The nation has been in shock since the announcement of Rudd’s demise on June 24, with the media finger pointing, accusing, and fear-mongering about the unions taking over.

Political analysts, however, are clear—Rudd slipped so badly in the polls that the Labor Party was fighting for its survival.

“We know that Labor was going to lose the election unequivocally in both the reported opinion polls and in their own internal party polls, which showed that they were headed, not just for defeat, but for a resounding defeat,” said Dr. Haydon Manning, Associate professor in the School of Political studies at Flinders University in South Australia.

“Their only alternative was to go to the Deputy Prime Minister Julia Gillard,” Manning said.

Commenting on the swiftness of the move and the fact that it had happened before Rudd completed his first three-year term as prime minister, Manning said that when a leader slips badly in the polls, “they are in grave trouble.” He added, “It is just the nature of domestic politics.”

Rudd did not understand how to run a government or indeed, how to work collaboratively with his colleagues, says Manning. “He had no idea. People were suspicious of that very early in his prime ministership and, of course, it took time for that suspicion to grow into raw fear about losing the election,” Manning said.

Ben Eltham, political analyst for New Matilda, says Rudd did not make the effort to cultivate back benchers and office bearers, leaving him without a support base when he most needed it.

“He has been disorganized, rude, and at times peremptory—not a recipe for personal support,” Eltham wrote.

Humble and gracious in defeat, his speech was heart-wrenchingly moving, passionate, and articulate, but only on his last day as prime minister did the Australian people get a chance to see the very human side of Rudd.

The New PM


Julia Gillard has a very different style of leadership, but will she have the grit to lead the country? The 49-year-old Welsh-born lawyer believes she does. “Persistence” is her greatest strength, she told The Daily Telegraph.

Those that know her well say she will make an excellent leader, exhibiting all the skills that Rudd lacked in bringing a team together. Gone will be the “command and control” of Rudd’s leadership, says Christine Wallace, writer, and author of a forthcoming unauthorized biography of Gillard.

“She’s good at sensing the mood of the room, drawing people together, knocking heads together when she needs to,” she told ABC radio.
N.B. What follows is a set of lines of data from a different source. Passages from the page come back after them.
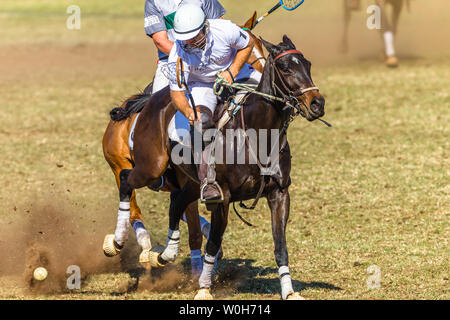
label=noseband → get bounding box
[271,50,319,119]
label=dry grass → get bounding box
[0,0,450,299]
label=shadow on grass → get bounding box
[211,259,342,294]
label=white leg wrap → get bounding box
[133,220,152,249]
[191,249,203,276]
[383,31,395,57]
[278,266,294,300]
[161,229,180,262]
[198,254,216,289]
[115,201,130,246]
[198,215,211,239]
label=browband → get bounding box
[273,50,303,61]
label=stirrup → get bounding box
[200,179,224,203]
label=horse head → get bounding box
[261,35,325,121]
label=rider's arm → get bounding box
[227,37,255,82]
[202,0,226,19]
[152,31,173,55]
[221,23,255,83]
[144,0,173,55]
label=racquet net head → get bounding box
[282,0,305,10]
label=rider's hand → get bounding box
[220,71,233,83]
[187,110,202,126]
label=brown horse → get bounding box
[103,12,265,274]
[120,36,325,299]
[341,0,409,67]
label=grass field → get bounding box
[0,0,450,299]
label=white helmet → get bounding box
[173,4,206,40]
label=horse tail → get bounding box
[109,93,151,122]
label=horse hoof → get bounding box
[139,249,151,270]
[286,292,305,300]
[385,56,398,68]
[194,289,213,300]
[103,234,120,257]
[148,245,165,268]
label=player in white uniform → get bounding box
[168,5,261,201]
[145,0,226,93]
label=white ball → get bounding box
[33,267,48,281]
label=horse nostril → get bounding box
[311,97,325,114]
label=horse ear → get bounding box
[283,35,296,50]
[259,37,278,56]
[242,11,256,30]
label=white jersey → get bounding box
[168,19,250,91]
[144,0,226,60]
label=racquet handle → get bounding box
[250,1,281,30]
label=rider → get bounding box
[145,0,226,93]
[169,4,261,201]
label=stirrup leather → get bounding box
[200,179,224,203]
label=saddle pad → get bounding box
[167,111,191,147]
[128,113,140,151]
[128,111,191,151]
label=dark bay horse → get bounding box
[341,0,409,68]
[102,12,265,274]
[120,36,325,299]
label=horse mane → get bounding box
[109,93,152,122]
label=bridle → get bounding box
[271,50,319,116]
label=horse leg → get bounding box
[376,0,398,68]
[341,0,352,53]
[267,188,303,300]
[151,182,198,268]
[183,201,204,279]
[391,0,404,35]
[102,118,151,263]
[103,169,133,257]
[194,198,229,300]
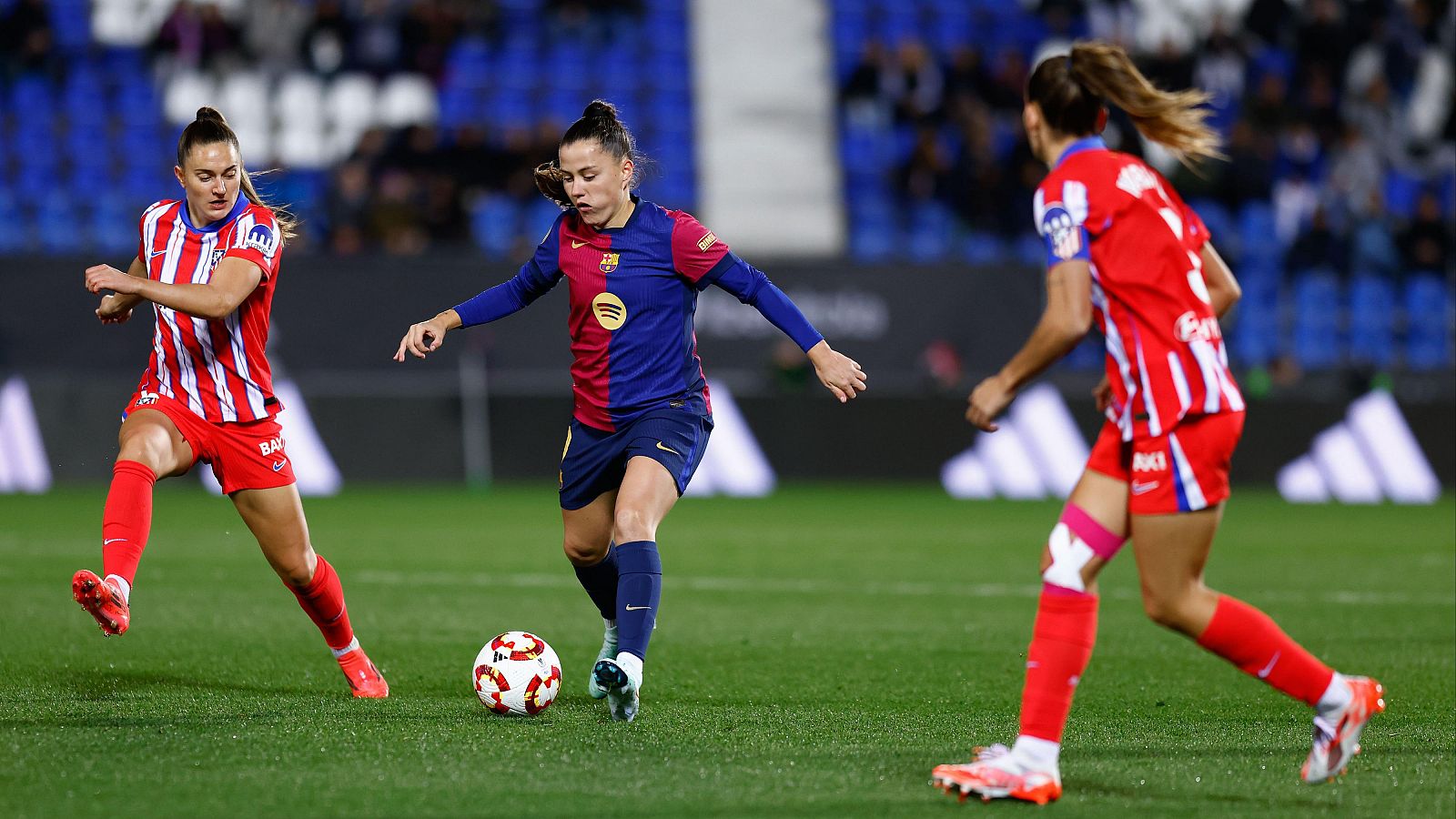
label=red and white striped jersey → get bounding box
[136,196,282,422]
[1036,137,1243,440]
It was that sense that drove her to take the lead from Rudd. “A good government had lost its way,” Gillard said. It was time to act. From the very first day, she laid out her style of leadership, saying she would be working for the Australian people, that she was not frightened of hard work, but that she would be doing it collaboratively.

“I believe my track record as a member of parliament bears this out. ... I believe in consultation, I believe in getting the best,” she told the pack of reporters as she stepped up as the new prime minister.

As Australia’s first female prime minister and the first female leader of the Australian Labor Party, Gillard will be freer to define her own terms. However, she has spent three years as deputy to Rudd, and has been party to many of the unpopular decisions that the Rudd government made.

Many have said that she is warm and engaging, and she acknowledges that she has “never been a particularly stressed personality,” but she is also not afraid of a fight. She told Opposition Leader Tony Abbott that it was “game on” and she was serious, taking the points off both Opposition Deputy Julie Bishop and the wily Mr. Abbot in their attacks on her in her first parliamentary session as prime minister.

Understandably, her greatest supporters are her family, but if their aspirations are filled, then Australians can all hope to be better off under her leadership.

“Julia’s unique, hard-working, driven by noble ideals, wants to do good things for the country and [I am] hoping that we’ll go to a very close, hard-fought election as a united Labor Party, led by the first ever female prime minister,” her father John Gillard told the ABC.

He added, “I hope it will be a clean election. I hope that it will be fought on issues that confront the country, that it will not be a race to the bottom of the barrel.”

The earliest possible date for the next Federal election is August 7 and the latest is April 16, 2011.